Councillor Edward Mandla said the City should have taken this action much earlier.
“Council has had the power to do this the whole time, the only reason they didn’t do anything is because it was just too hard,” he said.
“The City has only decided to take action on this property because they have received so much bad press surrounding it.”
The City of Sydney council has also petitioned the NSW Government to amend relevant legislation in order to provide greater powers for local councils to police instances of overcrowding.
Cr Mandla said he said this was undertaken in the interest of assuring the public that council was taking the issue seriously.
“Petitioning the state government for more powers is just a way to show they are taking action. They already have all the powers they need,” he said.
“It’s like saying they’ll only work harder to fight the issue if they get a pay rise first.”
Another issue with this approach raised by Cr Mandla is that the legislative amendments required will only better enable council to inspect the properties themselves and therefore target tenants rather than operators.
“We don’t need to bother the tenants, they are the ones being exploited. We need to target the rogue operators. Even if stronger legislation is put in place, these rogue operators won’t be any more likely to abide by the law.

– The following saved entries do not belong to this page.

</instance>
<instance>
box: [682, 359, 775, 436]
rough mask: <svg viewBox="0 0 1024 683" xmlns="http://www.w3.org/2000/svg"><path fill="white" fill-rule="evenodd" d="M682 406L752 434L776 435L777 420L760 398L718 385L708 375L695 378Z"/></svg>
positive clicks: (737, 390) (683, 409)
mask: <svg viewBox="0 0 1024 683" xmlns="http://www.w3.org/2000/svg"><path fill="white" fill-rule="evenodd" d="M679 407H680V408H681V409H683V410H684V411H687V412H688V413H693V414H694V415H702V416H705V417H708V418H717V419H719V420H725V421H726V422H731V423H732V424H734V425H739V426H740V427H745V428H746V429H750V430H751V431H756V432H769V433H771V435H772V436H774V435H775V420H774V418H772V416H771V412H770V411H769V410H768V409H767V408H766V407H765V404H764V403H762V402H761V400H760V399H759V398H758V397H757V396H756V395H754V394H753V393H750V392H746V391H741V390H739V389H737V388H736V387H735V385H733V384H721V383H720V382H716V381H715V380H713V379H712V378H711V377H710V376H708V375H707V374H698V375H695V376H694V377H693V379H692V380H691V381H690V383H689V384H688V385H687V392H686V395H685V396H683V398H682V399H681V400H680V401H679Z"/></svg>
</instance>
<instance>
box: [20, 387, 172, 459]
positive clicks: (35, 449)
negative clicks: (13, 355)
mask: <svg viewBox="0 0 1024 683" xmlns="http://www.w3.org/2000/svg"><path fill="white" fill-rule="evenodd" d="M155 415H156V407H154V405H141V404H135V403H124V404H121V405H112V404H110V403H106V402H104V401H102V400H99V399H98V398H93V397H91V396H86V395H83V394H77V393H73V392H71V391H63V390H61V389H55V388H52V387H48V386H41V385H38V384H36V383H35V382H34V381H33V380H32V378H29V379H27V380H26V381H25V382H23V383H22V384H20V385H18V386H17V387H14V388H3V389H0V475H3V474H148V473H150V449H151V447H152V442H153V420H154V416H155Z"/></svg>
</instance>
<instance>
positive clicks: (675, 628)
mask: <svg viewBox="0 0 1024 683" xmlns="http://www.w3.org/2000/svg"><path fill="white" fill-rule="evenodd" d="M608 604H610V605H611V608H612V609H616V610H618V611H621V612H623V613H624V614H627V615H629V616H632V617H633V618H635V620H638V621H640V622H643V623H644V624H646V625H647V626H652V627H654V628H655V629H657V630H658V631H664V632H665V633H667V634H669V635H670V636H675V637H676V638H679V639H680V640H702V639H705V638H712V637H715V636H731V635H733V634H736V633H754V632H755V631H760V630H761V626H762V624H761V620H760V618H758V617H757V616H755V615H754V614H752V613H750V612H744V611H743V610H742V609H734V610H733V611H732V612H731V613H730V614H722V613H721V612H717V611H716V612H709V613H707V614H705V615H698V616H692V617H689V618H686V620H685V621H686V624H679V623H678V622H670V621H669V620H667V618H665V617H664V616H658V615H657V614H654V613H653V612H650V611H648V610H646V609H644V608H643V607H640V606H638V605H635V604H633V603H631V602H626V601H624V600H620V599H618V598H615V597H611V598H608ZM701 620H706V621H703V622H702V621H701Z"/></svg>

It’s just more red tape.”
Councillor Christine Forster separately agreed that action against this practice needs to target operators first and foremost.
“We need to be proactive. These illegal operators seem to be routinely advertising on sites like Gumtree, so why don’t we start to monitor these sites for suspicious looking ads and try and identify them that way?”
City Hub reported last week that emergency evacuations of overcrowded properties followed by injunctions through the NSW Land and Environment Court have been effective in targeting this problem in the Waverly Council area, according to councillors.
This week’s developments follow a series of criticisms by councillors such as Jenny Green, Christine Forster and Edward Mandla, who argue that appropriate action had not been taken by the City or the NSW Government to shut down overcrowded international student accommodation.
“The blame game must stop and action must be taken quickly to have legislative support for all agencies to use to ensure safety of all people residing or working in any of these establishments”, said Cr Green.
“The City of Sydney has said it won’t tolerate businesses putting profits ahead of people’s safety, and will increase inspections and, where possible, prosecutions. But in the next breath it insists it does not have any power to enter private property and perform on-the-spot inspections,” said Cr Forster.
“The City of Sydney is committed to the safety of our visitors… I urge the NSW Government to introduce legislative reform to address this problem which is faced by Local Governments across the state,” said Lord Mayor Clover Moore.